First was that Bradford appeared healthy and athletic, not the picture of someone with a chronic disease. Second, between episodes, he continued to jog over five miles with no apparent problem. And third, his physical examination was normal.
With such comments, we are a universe away from sophisticated blood tests and CT scans, and deeply rooted in the world of the physician’s five senses. The most seasoned clinicians teach that the patient tells you his diagnosis if only you know how to listen. The clinical history, beyond all other aspects of information gathering, holds the most clues. And it is this part of medicine—the patient’s narrative, the onset and tempo of the illness, the factors that exacerbated the symptoms and those that ameliorated them, the foods the patient ate, the clothing he wore, the people he worked with, the trips he took, the myriad of other events that occurred before, during, and after the malady—that are as vital as any DNA analysis or MRI investigation.
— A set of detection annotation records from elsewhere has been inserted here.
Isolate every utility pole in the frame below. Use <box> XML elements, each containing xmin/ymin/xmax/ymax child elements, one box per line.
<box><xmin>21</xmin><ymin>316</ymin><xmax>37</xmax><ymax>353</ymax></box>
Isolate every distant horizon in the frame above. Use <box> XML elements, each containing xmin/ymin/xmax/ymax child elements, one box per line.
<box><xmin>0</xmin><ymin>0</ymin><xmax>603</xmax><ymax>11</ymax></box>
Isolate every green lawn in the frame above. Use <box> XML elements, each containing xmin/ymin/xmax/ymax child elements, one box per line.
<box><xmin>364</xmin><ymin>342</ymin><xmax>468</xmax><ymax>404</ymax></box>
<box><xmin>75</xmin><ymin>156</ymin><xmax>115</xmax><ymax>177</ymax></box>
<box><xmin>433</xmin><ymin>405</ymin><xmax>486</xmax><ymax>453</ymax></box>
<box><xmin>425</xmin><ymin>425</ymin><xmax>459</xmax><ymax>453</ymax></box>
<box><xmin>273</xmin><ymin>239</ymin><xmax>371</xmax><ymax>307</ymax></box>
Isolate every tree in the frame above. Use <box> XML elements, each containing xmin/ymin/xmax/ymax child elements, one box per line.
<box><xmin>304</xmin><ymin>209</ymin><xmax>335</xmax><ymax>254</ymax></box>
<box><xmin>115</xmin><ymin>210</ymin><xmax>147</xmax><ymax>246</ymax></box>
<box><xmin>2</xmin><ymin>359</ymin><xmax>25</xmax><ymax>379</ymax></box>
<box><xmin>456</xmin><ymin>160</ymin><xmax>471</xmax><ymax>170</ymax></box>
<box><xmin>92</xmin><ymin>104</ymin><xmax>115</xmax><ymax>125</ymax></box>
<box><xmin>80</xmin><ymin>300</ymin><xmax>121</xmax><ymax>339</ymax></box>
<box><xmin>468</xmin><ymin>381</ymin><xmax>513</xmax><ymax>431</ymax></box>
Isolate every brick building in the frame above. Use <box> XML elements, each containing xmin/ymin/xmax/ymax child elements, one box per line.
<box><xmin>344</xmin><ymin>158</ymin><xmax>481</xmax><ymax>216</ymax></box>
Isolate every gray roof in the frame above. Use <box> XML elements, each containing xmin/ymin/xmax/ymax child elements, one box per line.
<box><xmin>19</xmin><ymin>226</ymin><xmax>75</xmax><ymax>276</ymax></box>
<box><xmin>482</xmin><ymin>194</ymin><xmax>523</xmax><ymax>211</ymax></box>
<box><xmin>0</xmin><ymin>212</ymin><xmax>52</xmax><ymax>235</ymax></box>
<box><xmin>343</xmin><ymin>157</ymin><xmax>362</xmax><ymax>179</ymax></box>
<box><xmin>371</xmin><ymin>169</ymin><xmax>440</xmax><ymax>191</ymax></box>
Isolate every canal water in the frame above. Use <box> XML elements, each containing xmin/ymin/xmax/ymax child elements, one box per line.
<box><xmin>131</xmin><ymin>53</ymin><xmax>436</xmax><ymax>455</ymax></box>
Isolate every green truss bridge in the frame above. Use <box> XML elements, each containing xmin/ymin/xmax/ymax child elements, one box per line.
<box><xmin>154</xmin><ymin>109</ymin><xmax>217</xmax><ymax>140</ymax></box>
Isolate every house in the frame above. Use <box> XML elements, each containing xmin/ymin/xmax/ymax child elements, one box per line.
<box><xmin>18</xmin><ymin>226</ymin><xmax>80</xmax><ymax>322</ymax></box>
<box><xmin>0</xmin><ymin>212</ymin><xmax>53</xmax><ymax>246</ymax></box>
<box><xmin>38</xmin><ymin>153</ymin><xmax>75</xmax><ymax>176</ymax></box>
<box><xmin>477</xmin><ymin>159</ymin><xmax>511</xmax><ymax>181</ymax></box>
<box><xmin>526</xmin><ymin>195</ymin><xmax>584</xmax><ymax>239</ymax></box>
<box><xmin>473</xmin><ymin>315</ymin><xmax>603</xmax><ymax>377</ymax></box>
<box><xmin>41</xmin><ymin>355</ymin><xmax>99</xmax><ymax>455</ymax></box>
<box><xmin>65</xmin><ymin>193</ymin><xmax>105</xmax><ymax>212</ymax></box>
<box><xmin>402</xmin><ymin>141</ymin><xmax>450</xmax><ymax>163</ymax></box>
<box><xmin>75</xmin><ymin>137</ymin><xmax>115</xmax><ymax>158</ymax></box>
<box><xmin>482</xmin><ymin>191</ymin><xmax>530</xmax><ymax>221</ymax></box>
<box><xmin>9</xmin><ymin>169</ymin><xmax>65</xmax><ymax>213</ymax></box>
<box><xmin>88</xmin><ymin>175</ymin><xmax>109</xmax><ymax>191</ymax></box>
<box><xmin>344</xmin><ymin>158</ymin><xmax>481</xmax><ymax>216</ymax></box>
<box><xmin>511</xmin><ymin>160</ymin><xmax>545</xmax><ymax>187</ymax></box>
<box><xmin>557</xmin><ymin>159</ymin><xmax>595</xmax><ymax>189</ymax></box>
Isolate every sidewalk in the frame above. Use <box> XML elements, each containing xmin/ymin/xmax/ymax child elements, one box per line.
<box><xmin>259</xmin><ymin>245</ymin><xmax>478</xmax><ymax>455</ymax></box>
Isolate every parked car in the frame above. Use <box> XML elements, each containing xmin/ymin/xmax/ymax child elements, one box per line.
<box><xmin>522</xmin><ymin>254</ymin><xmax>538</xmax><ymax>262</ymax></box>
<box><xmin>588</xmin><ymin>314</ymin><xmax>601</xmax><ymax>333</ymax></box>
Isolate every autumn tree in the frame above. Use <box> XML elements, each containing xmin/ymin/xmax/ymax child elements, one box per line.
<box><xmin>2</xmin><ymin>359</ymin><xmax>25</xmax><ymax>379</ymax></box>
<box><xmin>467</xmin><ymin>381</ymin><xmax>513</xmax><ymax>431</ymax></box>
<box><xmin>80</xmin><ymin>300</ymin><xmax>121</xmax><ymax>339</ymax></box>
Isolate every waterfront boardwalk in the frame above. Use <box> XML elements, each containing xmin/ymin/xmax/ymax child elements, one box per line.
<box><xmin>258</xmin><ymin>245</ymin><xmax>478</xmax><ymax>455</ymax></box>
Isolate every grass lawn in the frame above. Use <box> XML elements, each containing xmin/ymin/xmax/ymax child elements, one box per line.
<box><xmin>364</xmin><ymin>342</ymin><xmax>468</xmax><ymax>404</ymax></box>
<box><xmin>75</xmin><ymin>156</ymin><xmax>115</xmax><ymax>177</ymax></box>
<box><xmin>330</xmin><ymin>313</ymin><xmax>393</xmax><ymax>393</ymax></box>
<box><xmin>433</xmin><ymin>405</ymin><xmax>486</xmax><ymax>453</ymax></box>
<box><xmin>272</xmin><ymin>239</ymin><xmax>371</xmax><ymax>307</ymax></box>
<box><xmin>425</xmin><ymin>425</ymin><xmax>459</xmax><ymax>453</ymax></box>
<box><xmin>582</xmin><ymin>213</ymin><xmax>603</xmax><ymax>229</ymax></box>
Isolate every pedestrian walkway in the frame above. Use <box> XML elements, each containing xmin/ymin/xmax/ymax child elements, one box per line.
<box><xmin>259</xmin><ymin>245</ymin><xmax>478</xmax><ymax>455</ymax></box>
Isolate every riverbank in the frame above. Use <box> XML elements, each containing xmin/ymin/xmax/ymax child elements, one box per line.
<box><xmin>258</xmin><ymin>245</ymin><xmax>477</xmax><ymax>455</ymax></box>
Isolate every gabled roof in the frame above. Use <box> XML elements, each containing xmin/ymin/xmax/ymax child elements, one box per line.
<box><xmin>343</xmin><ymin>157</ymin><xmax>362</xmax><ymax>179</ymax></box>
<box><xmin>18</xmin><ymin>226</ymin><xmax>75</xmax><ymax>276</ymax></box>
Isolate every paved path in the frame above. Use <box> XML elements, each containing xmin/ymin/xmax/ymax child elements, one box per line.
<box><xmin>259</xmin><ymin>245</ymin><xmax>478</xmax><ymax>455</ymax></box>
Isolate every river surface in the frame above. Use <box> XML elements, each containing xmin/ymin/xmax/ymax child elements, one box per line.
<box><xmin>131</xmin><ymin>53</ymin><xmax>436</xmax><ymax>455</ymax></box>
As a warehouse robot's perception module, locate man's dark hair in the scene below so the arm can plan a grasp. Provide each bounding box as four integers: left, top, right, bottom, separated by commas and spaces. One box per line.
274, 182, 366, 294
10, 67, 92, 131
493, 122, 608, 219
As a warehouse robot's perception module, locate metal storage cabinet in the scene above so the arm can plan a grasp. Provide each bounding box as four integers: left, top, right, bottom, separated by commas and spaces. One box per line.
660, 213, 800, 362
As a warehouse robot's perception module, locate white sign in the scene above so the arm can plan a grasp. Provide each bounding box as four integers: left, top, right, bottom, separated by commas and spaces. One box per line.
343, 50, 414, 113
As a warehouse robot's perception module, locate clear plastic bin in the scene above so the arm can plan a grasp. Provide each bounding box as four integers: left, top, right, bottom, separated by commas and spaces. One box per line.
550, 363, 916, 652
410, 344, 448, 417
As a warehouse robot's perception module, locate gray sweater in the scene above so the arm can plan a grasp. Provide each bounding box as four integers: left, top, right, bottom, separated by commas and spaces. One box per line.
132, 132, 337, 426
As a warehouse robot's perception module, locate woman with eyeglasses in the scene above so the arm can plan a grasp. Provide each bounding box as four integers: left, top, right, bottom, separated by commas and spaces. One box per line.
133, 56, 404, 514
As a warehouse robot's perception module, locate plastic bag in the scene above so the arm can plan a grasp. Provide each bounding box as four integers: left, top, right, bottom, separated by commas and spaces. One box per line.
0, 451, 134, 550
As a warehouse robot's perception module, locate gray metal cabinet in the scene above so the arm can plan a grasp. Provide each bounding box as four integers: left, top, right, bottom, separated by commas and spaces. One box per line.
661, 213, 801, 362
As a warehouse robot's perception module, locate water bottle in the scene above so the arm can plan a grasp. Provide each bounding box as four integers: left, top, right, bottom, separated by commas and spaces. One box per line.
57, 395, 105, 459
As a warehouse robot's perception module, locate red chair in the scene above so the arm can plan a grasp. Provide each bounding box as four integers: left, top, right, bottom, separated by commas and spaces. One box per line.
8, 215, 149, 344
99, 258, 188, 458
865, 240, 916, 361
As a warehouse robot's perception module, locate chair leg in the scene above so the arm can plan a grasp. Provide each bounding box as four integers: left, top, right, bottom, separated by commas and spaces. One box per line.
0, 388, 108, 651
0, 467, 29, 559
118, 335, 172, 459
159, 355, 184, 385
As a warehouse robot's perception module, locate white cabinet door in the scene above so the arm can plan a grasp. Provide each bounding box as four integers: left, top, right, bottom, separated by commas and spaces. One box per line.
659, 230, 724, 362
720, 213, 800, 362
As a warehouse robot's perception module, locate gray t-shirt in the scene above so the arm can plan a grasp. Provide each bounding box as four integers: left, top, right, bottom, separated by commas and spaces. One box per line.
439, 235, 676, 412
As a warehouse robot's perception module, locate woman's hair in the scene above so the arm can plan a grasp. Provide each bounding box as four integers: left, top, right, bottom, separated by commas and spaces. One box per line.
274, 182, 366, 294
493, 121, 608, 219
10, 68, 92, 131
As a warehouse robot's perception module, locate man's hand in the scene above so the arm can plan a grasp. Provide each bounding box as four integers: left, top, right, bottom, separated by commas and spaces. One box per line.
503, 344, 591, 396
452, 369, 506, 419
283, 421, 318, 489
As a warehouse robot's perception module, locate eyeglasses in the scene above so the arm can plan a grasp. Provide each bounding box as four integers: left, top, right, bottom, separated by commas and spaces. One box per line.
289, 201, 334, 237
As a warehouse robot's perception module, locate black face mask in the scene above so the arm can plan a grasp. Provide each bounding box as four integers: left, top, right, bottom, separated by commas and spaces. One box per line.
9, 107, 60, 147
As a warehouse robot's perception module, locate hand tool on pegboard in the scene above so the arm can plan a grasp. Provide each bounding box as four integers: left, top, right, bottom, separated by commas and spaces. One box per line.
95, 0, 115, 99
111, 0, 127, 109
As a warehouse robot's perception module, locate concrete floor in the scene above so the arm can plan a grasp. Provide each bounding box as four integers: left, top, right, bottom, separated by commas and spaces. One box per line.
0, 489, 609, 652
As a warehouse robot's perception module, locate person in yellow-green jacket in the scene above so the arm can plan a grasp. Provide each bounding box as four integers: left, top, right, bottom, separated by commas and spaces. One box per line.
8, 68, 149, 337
Rubin concentrated that kind of questioning and listening on Bradford. He did not quickly dispatch him for more tests, but instead sharply shifted his focus to investigate clues in Bradford’s environment that could reveal what was causing inflammation in his lungs. Edlow goes on to write in clear and fluid prose about how Rubin systematically pursued what could be the agent provocateur in the case. The lengths to which Rubin went are extraordinary, his skill in eliciting and interpreting the patient’s narrative exemplary, and certainly not part of the rushed practice of today’s clinic. I won’t spoil the end of the story; what is important is that the solution came about only by dogged thinking that required the kind of time and inquiry that is absent in much of modern medical care.
The other detective stories in Edlow’s compilation transmit the same message: we most need a discerning doctor when a diagnosis is not obvious, when the clues are confusing, when initial tests are inconclusive. No simple technology can serve as a surrogate for the probing human mind. Edlow’s book is a welcome complement to González-Crussi’s. Both show us that medicine is truly an art and a science that requires doctors both to decipher the mystery and illuminate the meaning of the body in health and disease.






O, don’t get me going about “evidence” based medicine…
too late.
In a nutshell, evidence based medicine tells you that your decision should be based on an average – that is, the data from clinical trials. I believe in clinical trials, as limited as the conclusions that you can draw from them are, because some data is better than none.
However, the fact that some limited knowledge can be gleened from clinical trials does not negate how limited the conclusions from such trials are. Each individual may have a different response to a drug – Some will have very good results, many no significant response, and some very adverse reactions.
Furthermore, there is a tremendous bias in not publishing studies that show no effect (EITHER positive or negative – researchers feel that publishing such studies is like kissing your sister).
comparative effectiveness tells us that most cancer treatments are ineffective.